Researchers at Wake Forest Institute for Regenerative Medicine have developed an injectable cell therapy that’s designed to treat osteoarthritis (OA) by overcoming the inflammatory environment in joints while simultaneously regenerating cartilage.
The treatment could bring relief to the 520 million people worldwide who suffer from the debilitating pain and inflammation caused by OA.
Healthy joints have the capacity to recruit and send inflammatory cells to injury sites to help repair damaged tissue. Traumatic injury in OA joints causes inflammation of the synovial membrane and leads to cartilage damage. The inflammation gradually worsens, which degrades the cartilage that lines the bones of the joint and leads to chronic inflammation of surrounding tissue. These developments eventually cause severe pain and swelling in the joint, and can lead to joint replacement.
“Without a better understanding of what drives the initiation and progression of OA, effective treatment has been limited,” said lead researcher Johanna Bolander, Ph.D., an Assistant Professor at the Wake Forest Institute for Regenerative Medicine. “Initially, we studied what goes wrong in osteoarthritic joints, compared these processes to functional environments, and used this information to develop an immunotherapy cell treatment.”
The researchers published their findings in the journal Science Advances.
Investigating the Root Cause
Dr. Bolander said that degenerative diseases such as OA are often caused by failed tissue regeneration, leading to the onset of fibrosis. “One of the most crucial aspects of functional tissue regeneration is the activation of appropriate progenitor cells that are able to regenerate damaged tissue,” she said. “Our goal when we started this project was to develop a treatment that could stop the progression of OA and ideally cure the condition.”
Research findings published in Nature Communication and Developmental Biology show that traumatic injuries in mice lead to the activation of local progenitor cells in the synovial membrane. “About one week after injury, these progenitor cells have migrated to the injury site, potentially through the synovial fluid, where they aid in healing,” Dr. Bolander said. “Based on these findings, we wondered how this is reflected in an OA setting.”

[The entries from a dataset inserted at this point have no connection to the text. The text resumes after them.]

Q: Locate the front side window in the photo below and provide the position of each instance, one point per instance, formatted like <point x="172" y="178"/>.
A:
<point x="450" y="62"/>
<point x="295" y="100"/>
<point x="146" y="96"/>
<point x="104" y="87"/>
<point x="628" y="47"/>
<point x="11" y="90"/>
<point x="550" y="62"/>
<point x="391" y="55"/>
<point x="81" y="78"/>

Specifically, Dr. Bolander and her research team wanted to know if progenitor cells that can participate in the healing of OA-associated chondral/osteochondral lesions are present in the local synovial fluid of OA patients and, if they are, what stops them from healing damaged cartilage.
To find out, the researchers investigated the composition of synovial fluid taken from OA patients with a focus on the functionality of the heterogeneous cell population. They investigated the cells’ ability to contribute to the processes crucial for tissue regeneration — migration, attachment, proliferation and chondrogenic differentiation — from a progenitor cell point of view.
“We found that the cells themselves could undergo these processes under standard conditions, but their capabilities were significantly impaired when we added a small amount of autologous synovial fluid,” Dr. Bolander said.
The results did not surprise the researchers, but they did demonstrate the need for a therapy that can overcome and override the pro-inflammatory environment that the OA synovial fluid environment provides.
“OA is a multifactorial disease,” Dr. Bolander said. “Treating only one aspect of it temporarily slows down the vicious cycle. We, therefore, needed to target all aspects of the disease at the same time.”
Finding a Solution
That requirement led the researchers to focus on immunomodulatory cell therapy, with which they attempted to mimic events in healthy tissue regeneration.
The team isolated cells from the synovial fluid of osteoarthritic patients and investigated them alone and in the presence of the fluid.
Cells that were separated from the fluid had the ability to undergo processes required for functional tissue repair. When the researchers added a small percentage of the synovial fluid back into the cell culture assay, however, the abilities of the cells became impaired. This suggested that the specific osteoarthritic environment stops them from helping joints heal.
“The major issue with currently available therapies is that they only target one of the aspects of OA — inflammation, cartilage deterioration or subchondral bone sclerosis,” Dr. Bolander said. “Although the therapies might be effective to treat that specific aspect of the disease, the underlying problem remains and only short-term relief is provided. When developing a therapy, we first wanted to understand the failing environment and design a treatment that targets all the aspects of the disease.”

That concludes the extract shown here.